Image a table with a generated column like this:
CREATE OR REPLACE FUNCTION extract_first_name(p_name text) RETURNS text
LANGUAGE SQL IMMUTABLE
AS $$
SELECT split_part(p_name, ' ', 1);
$$;
CREATE TABLE customers (
id serial,
name text,
first_name text GENERATED ALWAYS AS (extract_first_name(name)) STORED
);
Later someone finds that the extract_first_name
function is too simplistic and needs to be changed. It's then updated, but the values in the first_name
column stays the same. How do we in the simplest and most efficient way recompute all the values in the first_name
column to use the latest version of the function w/o locking the table?
A generated column is 'computed' on 2 events. When the row is Inserted and when the underlying column is Updated. Thus you need to Update every row with something like
Update customers
set name = name;
This will, as needed, update every row in the table. But as Postgres uses a MVCC model this will not block others from selecting during the operation.

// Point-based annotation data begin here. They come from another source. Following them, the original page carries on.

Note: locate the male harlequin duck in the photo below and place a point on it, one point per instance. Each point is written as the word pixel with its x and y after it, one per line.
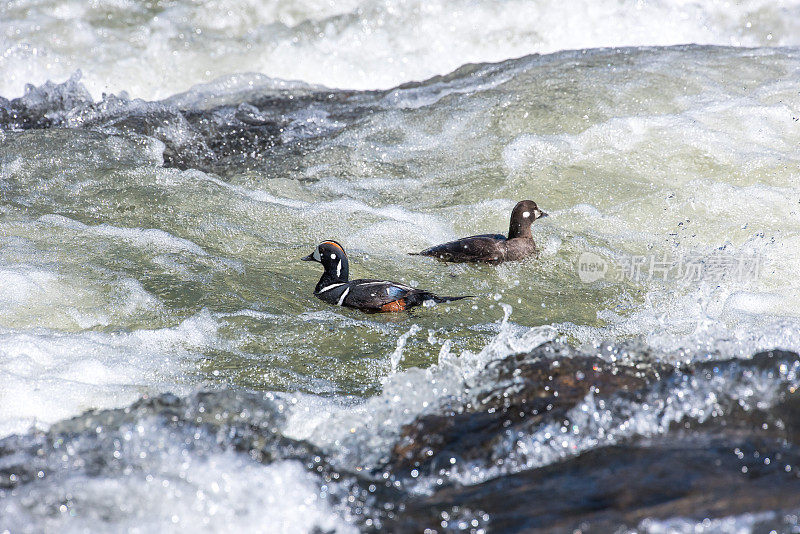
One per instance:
pixel 494 248
pixel 365 295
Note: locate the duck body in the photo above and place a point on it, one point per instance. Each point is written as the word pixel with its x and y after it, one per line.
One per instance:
pixel 368 295
pixel 375 295
pixel 494 248
pixel 486 248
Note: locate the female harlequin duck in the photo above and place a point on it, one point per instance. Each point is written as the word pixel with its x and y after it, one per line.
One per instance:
pixel 365 295
pixel 494 248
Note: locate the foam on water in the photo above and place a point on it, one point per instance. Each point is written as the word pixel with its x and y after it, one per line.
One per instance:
pixel 48 375
pixel 360 434
pixel 154 50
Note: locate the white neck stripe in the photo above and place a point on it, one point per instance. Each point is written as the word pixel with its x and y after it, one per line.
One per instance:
pixel 341 299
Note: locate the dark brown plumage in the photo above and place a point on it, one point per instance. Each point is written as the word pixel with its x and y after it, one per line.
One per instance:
pixel 494 248
pixel 363 294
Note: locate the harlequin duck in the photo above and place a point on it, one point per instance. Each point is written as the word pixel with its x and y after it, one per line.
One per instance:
pixel 365 295
pixel 494 248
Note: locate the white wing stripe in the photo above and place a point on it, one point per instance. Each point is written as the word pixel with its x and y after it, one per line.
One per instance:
pixel 324 289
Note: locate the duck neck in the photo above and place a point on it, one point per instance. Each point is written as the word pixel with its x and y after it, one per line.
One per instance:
pixel 338 273
pixel 518 229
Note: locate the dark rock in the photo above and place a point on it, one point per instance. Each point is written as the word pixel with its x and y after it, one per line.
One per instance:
pixel 610 488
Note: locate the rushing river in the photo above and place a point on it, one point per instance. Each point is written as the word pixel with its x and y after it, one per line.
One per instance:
pixel 156 198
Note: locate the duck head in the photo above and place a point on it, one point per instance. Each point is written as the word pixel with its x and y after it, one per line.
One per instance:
pixel 333 258
pixel 522 216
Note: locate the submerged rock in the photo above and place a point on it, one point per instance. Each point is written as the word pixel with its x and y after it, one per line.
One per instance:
pixel 744 459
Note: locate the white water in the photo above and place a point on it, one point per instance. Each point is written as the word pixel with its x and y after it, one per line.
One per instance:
pixel 154 52
pixel 646 152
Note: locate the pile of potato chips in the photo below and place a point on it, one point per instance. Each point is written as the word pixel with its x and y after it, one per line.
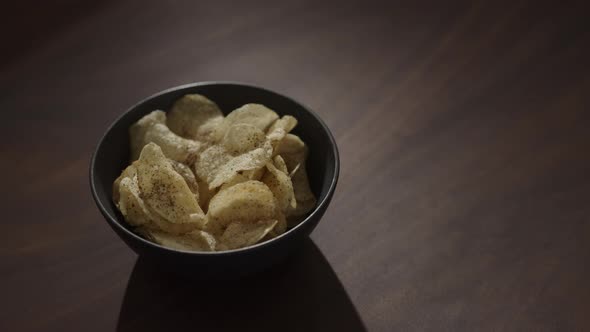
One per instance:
pixel 204 182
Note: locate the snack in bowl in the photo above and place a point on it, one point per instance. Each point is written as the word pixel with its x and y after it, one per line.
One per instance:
pixel 199 181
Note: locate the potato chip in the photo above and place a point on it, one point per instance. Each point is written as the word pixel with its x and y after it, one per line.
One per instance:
pixel 204 194
pixel 243 137
pixel 152 129
pixel 279 228
pixel 255 174
pixel 239 178
pixel 255 114
pixel 248 201
pixel 130 204
pixel 289 145
pixel 243 234
pixel 137 213
pixel 203 182
pixel 194 116
pixel 287 123
pixel 188 176
pixel 196 240
pixel 128 172
pixel 217 166
pixel 165 192
pixel 280 164
pixel 281 186
pixel 294 152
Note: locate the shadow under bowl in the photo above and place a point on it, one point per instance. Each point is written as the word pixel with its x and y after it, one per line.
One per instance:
pixel 112 156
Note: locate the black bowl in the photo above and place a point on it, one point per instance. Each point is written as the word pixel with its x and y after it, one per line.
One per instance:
pixel 112 156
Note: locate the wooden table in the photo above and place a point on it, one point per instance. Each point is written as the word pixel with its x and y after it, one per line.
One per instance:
pixel 463 127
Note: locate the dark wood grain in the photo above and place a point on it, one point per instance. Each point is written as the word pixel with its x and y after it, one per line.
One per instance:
pixel 464 136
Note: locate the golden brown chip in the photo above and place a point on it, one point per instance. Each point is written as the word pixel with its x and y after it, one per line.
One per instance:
pixel 130 203
pixel 152 129
pixel 128 172
pixel 287 123
pixel 205 194
pixel 188 176
pixel 255 114
pixel 289 145
pixel 255 174
pixel 194 241
pixel 280 164
pixel 242 137
pixel 243 234
pixel 165 192
pixel 294 152
pixel 248 201
pixel 281 186
pixel 194 116
pixel 217 166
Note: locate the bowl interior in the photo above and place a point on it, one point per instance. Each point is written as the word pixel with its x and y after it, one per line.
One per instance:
pixel 112 153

The main advantage of using the MVCC model of concurrency control rather than locking is that in MVCC locks acquired for querying (reading) data do not conflict with locks acquired for writing data, and so reading never blocks writing and writing never blocks reading. PostgreSQL maintains this guarantee even when providing the strictest level of transaction isolation through the use of an innovative Serializable Snapshot Isolation (SSI) level.
However, you will need to lookout for deadlocks if you continue to allow updates during this process.